Furthermore, the Sense About Science study conducted in 2009, reported:
Detecting plagiarism and fraud might be a noble aim but is not practical: A majority think peer review should detect plagiarism (81%) or fraud (79%) but fewer (38% and 33%) think it is capable of this.
What is encouraging in both surveys is that the major part of peer reviewers say they do it because they want to be active in the scientific community and improve the knowledge shared by publishing results. Nevertheless, Sense About Science reported that 16% of some 4,000 researchers declared reviewing papers because it could increase their chances to have futur papers accepted.
In both surveys, people discuss ways of recognizing peer-reviewers. Reviewers were divided over incentives: the Ware one reports that 35% are favorable and 40% are against payment for reviewers. In Sense About Science, just “over half of reviewers think receiving a payment in kind (e.g. subscription) would make them more likely to review; 41% wanted payment for reviewing, but this drops to just 2.5% if the author had to cover the cost”. Acknowledgement in the journal is the most popular option reported by Sense About Science.

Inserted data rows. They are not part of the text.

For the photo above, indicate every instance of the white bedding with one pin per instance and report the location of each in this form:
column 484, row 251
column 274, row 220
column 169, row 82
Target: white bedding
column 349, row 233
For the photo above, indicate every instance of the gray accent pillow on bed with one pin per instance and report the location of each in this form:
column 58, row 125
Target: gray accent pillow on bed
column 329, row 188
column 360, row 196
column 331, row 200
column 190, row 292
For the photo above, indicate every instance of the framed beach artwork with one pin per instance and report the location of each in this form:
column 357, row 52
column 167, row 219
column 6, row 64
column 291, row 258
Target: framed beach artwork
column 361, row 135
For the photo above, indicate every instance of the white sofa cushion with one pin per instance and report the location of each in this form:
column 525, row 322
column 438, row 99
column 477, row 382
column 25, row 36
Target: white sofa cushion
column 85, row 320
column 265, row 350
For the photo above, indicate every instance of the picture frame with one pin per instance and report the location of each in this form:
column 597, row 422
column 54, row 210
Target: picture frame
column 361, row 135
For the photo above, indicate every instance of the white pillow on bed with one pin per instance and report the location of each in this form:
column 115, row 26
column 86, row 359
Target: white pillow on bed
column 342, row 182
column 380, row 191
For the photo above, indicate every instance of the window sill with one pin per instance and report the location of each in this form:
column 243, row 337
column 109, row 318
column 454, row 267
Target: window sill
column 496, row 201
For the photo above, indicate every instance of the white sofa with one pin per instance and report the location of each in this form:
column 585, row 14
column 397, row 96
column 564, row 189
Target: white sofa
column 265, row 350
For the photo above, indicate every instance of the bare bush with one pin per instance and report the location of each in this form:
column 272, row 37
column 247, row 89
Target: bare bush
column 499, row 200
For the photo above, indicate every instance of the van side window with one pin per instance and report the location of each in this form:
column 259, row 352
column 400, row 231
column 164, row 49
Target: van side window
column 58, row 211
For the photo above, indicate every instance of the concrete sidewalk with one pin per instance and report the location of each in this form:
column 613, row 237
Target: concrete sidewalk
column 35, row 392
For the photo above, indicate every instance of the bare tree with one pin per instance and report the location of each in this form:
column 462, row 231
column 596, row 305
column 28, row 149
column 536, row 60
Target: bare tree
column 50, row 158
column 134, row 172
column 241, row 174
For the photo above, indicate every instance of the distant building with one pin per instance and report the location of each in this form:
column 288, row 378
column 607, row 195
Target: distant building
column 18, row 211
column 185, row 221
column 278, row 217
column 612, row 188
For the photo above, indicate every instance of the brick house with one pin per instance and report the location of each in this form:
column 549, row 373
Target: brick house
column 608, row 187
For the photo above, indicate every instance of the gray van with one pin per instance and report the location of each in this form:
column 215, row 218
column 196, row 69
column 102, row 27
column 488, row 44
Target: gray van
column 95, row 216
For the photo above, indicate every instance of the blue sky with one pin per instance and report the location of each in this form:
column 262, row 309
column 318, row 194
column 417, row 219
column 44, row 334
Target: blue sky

The conclusion Siegel and Baveye make in their Letter to Science is to me an excellent one and we should not, we have to think about a way to contain this paper glut very seriously:
The number of articles published per year should never be used, under any circumstance, as a criterion in tenure or promotion decisions, or to rank academic institutions. As the medical community proposed 25 years ago , researchers should never be allowed to include more than three publications per year in activity reports; in research proposals, principal investigators should cite no more than 10 papers. University administrators should consider peer-reviewing as not only legitimate, but a vitally important way for researchers to contribute to scholarship, and should reward it as such. One way to accomplish this would be a new generation of review impact indexes, based on information provided by publishers. Effectiveness in peer-reviewing should be viewed as an essential skill to acquire for Ph.D. students, worldwide. Journals should demand that for every paper submitted, an author provide three reviews of other manuscripts. Perhaps if authors knew that their reviewing workload would increase dramatically with the number of papers they submit, they would craft fewer and better papers, ultimately benefiting all involved.
Siegel D, & Baveye P (2010). Battling the paper glut. Science (New York, N.Y.), 329 (5998) PMID: 20847251
10 thoughts on “How to handle the paper glut”
This is a very nice write-up. I would also suggest that tenure and promotion committees should only be allowed to consider a professor’s top three or five papers. I don’t know how this rule would be demonstratively enforced though.
“Journals should demand that for every paper submitted, an author provide three reviews of other manuscripts. Perhaps if authors knew that their reviewing workload would increase dramatically with the number of papers they submit, they would craft fewer and better papers, ultimately benefiting all involved.”
I quite like that idea, but I worry that it would just lead to lots of really quick, haphazard reviews. People should review a paper because they want to review it. Even a small financial incentive would probably get people much more motivated, if only psychologically (it feels more like “proper work” if you’re getting paid for it, at the moment it often feels like a chore that you do as a favor.)